I virtually forced myself on an old boy the other night over g-chat, asking him whether he had elected to forget me (seeing that he – like so many others – used to be close to me once upon a time, and now it has been years since he emailed me, or rang me up, leave alone visited me). He sounded most contrite, and tried very hard, poor boy, to convince me that I had got it all wrong, he remembered me most vividly and thought of me very often, and had often felt like reviving the connection.
Then he confessed something that made me very sad. He said that he was suffering from a very deep sense of inferiority and inadequacy which had prevented him from calling all this time. He had, he said, managed to become nothing more than one of those ‘cybercoolies’ I publicly sneer at so often, despite having dreamt big dreams once, and he couldn’t, he said, come over and face me until he had ‘achieved’ something he could be proud of.

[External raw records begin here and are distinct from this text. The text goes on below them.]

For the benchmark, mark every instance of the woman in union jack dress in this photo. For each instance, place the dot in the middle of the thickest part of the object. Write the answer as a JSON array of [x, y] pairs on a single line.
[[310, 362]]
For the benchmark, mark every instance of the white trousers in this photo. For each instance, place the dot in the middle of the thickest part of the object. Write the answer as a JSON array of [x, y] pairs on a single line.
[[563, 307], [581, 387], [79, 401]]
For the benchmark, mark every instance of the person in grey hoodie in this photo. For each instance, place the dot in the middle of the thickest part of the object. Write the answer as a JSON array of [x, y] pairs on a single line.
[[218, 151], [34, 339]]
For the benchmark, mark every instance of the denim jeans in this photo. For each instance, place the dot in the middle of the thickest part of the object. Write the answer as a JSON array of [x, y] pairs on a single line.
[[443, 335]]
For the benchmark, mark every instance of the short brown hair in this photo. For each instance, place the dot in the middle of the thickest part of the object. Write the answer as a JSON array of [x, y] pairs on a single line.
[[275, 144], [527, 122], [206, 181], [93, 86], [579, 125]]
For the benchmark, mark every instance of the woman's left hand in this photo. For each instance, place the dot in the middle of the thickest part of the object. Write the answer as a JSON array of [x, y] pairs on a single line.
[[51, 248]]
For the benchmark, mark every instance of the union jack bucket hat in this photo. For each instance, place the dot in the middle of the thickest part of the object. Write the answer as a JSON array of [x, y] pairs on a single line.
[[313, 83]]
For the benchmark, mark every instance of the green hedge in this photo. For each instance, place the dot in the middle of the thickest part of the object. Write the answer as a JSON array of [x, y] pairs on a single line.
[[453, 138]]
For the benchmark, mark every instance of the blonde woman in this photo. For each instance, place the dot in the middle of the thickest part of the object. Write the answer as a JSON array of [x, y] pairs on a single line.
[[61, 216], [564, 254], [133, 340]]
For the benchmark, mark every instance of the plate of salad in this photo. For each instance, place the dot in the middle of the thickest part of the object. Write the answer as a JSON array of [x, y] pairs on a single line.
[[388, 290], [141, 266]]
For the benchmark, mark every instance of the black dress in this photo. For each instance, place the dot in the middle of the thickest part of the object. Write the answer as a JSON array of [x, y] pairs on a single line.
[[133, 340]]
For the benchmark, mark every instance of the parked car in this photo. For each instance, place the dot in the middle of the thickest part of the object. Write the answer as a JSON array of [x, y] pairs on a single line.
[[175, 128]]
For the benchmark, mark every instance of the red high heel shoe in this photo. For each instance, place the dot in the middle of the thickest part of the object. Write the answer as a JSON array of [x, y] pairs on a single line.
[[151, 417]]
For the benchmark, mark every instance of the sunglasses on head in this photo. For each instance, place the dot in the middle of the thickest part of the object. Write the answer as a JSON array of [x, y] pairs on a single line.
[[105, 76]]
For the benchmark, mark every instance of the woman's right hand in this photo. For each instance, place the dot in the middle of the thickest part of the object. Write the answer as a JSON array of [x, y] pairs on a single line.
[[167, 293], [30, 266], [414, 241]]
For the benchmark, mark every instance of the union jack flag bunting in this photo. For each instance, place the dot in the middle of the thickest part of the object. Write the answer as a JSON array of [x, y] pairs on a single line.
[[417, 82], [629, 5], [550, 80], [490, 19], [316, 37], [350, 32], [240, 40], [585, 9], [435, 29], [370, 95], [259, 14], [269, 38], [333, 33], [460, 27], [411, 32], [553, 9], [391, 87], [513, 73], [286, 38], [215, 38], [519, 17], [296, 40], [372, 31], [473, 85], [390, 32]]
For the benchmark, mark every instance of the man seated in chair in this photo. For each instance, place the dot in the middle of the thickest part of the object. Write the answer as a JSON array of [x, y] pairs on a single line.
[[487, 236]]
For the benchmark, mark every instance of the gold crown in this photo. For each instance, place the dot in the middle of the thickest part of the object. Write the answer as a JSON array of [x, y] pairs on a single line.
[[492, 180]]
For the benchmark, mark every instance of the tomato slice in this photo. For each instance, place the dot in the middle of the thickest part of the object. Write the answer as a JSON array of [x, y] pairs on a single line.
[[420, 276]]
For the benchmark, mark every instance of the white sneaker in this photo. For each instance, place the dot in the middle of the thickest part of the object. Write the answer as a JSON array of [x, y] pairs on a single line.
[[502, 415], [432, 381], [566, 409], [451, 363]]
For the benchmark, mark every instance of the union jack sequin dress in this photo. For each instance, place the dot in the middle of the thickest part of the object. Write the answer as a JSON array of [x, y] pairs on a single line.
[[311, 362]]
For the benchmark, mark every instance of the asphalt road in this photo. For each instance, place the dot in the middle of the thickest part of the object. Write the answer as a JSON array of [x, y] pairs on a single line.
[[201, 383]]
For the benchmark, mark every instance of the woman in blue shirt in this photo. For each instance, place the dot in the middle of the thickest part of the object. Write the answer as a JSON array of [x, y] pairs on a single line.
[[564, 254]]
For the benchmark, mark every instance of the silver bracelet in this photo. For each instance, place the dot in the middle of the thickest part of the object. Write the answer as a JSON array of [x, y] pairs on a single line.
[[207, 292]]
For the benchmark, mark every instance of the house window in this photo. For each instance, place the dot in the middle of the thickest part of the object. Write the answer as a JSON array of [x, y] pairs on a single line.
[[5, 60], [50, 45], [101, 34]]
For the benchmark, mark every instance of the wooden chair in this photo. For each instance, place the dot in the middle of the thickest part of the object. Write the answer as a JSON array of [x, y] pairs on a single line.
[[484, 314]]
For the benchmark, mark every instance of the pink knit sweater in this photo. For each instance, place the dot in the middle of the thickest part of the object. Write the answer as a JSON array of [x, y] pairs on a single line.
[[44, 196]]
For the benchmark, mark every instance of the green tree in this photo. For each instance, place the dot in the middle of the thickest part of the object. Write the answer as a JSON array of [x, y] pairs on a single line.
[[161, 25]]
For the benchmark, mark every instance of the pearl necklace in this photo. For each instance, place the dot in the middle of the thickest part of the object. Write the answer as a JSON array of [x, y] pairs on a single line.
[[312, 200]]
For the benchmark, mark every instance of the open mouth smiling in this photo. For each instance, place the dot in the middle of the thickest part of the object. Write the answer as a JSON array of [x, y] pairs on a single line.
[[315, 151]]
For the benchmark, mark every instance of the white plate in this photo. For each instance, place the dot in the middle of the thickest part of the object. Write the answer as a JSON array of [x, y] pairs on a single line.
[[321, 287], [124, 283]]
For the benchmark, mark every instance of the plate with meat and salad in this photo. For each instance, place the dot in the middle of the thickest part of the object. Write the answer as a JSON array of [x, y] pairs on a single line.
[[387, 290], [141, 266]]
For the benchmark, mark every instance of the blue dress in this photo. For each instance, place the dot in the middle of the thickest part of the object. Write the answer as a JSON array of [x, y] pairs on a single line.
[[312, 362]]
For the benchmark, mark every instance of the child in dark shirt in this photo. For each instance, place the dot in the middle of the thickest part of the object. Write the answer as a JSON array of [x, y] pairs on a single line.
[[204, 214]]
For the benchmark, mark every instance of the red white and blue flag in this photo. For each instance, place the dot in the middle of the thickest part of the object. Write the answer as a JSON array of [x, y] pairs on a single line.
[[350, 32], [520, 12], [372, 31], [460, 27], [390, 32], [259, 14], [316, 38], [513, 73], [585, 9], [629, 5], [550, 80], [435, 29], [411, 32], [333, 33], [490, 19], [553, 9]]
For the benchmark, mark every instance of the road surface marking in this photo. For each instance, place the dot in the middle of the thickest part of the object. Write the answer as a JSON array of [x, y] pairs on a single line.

Since I have apparently not been able to make my outlook on life clear enough even to old boys with whom I once spent hundreds of hours as a teacher, let me try once more to explain just where I stand.
1. I do not despise any honest profession at all, so God forbid that I should despise anybody simply because he has got a job in the IT-industry. All that I sneer at is people preening about such jobs as though it spells the last word in success. As long as an IT-worker admits that he is just making a living doing a pedestrian job and makes no more bones about it, I have absolutely nothing against him: I shall wish him quick promotions, bigger pay and all the happiness he can find!
2. I judge people – and especially my own old boys and girls – not by their pay packets and official designations and which industry they are in, but by whether they seem to be happy and have managed to become socially valuable, in however humble a capacity. So I shall be glad to hear from anyone who has managed to become ‘only’ a government clerk but paints or sings and gives a bit to charity, or a primary school teacher whose pupils adore her.
3. On the other hand, I shall treat as scum any old boy or girl who has managed to become a crooked business tycoon like Ramalinga Raju, or a cabinet minister who has been several times to jail on charges of murder, arson, rape, fraud, blackmail and suchlike. That is most definitely not how I measure success. Likewise for someone who has become a faceless bureaucrat or middle-level corporate manager who cannot claim any achievement of a moral, artistic, intellectual or spiritual kind, whose only identity is his paycheck, and whom nobody knows outside his factory/office and housing complex.
4. Besides, as I have recently said in a comment on one of my blogposts, not one of my ex-students has become a success anyway, if success is measured by great wealth, power and fame, of the J.K. Rowling/Sachin Tendulkar/Tom Cruise/Manmohan Singh sort. So why should anyone think that I want to hear only from ex-students who have made it big (haven’t I myself said that much of that kind of success depends upon sheer luck)? Do my students ever really listen to me? I wonder…
5. If a teacher has loved his old boys and girls as an elder brother or father would love his younger siblings or children, how can it be that he would want only his ‘highly successful’ ex-students to stay in touch with him? If that is how my own pupils have judged me, I have obviously not managed to convey either my love to them or the significance of that kind of love – and what else can make a teacher like me feel more wretched?
6. Finally, as I have hinted or directly said again and again on this blog itself, some of the people I most like and admire are people who are far more humble and ‘ordinary’ than my ex-students, people like roadside vendors of fast food and rickshaw pullers and maidservants and very petty shopkeepers and police constables – because I have seen in them the human qualities that I most value, to wit courage, simplicity, honesty, diligence at work, patience in the face of suffering, kindness, gratitude, good cheer, innate wisdom and self-possession, because I firmly believe that such sturdy sons and daughters of the soil are worth far more to a nation which wants genuine progress than all the ‘educated’ bhadraloks who think much more highly of themselves than what their contribution to social welfare warrants. If even that does not persuade my hesitant ex-students to get back to me, I fear nothing will.